Le soldat S..., du 208e, est encore plus amer et devient même violent.


En France, le 15 avril.

«... Tu ne peux t’imaginer à quel point j’ai parfois assez de la vie, car ici on nous fait barder suivant toutes les règles de l’art. On n’a pas de repos jusqu’à ce qu’on tombe le nez dans la boue. Quelle dérision quand on lit dans les journaux : « Nos chers soldats (Feldgrauen) ! » Si vous saviez à quelles épreuves ils sont soumis et embêtés encore par-dessus le marché, on ne vous servirait pas de pareilles histoires. Hier, il faisait encore un temps affreux et nous étions transpercés jusqu’aux os. Alors on a dit : « Pourquoi ne chantent-ils pas aujourd’hui ? » Et dans notre misère, il a fallu encore chanter. »

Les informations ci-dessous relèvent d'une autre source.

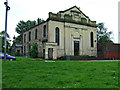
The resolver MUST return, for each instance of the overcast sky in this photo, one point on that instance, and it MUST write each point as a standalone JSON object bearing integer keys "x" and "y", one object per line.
{"x": 97, "y": 10}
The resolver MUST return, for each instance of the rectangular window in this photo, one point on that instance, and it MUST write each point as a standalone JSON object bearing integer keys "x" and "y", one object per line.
{"x": 29, "y": 36}
{"x": 35, "y": 34}
{"x": 24, "y": 38}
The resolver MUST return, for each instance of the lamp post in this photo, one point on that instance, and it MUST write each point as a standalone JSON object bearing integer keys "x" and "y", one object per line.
{"x": 7, "y": 8}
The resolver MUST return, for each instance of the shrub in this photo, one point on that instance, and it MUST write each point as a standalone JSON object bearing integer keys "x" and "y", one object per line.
{"x": 33, "y": 52}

Ce chant par ordre, quelle lueur il jette sur ces malheureux et la mentalité de l’armée ennemie !

Je m’arrête : que de lettres il faudrait maintenant insérer ici ! C’est tantôt une phrase sur les terribles blessures causées par les éclats de nos obus « coupans et très chauds » (soldat du 201e Réserve, du 18 avril), tantôt une plainte amère sur la « grêle d’obus » tombant jour et nuit, et transformant le terrain, où le soldat M..., du 39e Réserve griffonne sa carte, en un champ « de ruines et de mort. » Et M... d’ajouter : « Je me figurais que je ne partirais pas et voilà que je suis envoyé justement où c’est le plus terrible. » Faut-il citer aussi la lettre (28 avril) d’un soldat du 39e Réserve qui est « avec le médecin, en réserve, » mais voit avec tristesse arriver les blessés et partir une foule de malades. « Nous avons continuellement des pertes, toutes par l’artillerie... En outre, il n’y a rien à faire avec nos troupes maintenant. Nous avons beaucoup d’évacués pour maladie : typhoïde, dyssenterie, etc. »

  1. J’ai vu interroger le lieutenant H..., c’est un grand et gros jeune homme qui n’avait certes point l’apparence d’un gaillard facilement démoralisante.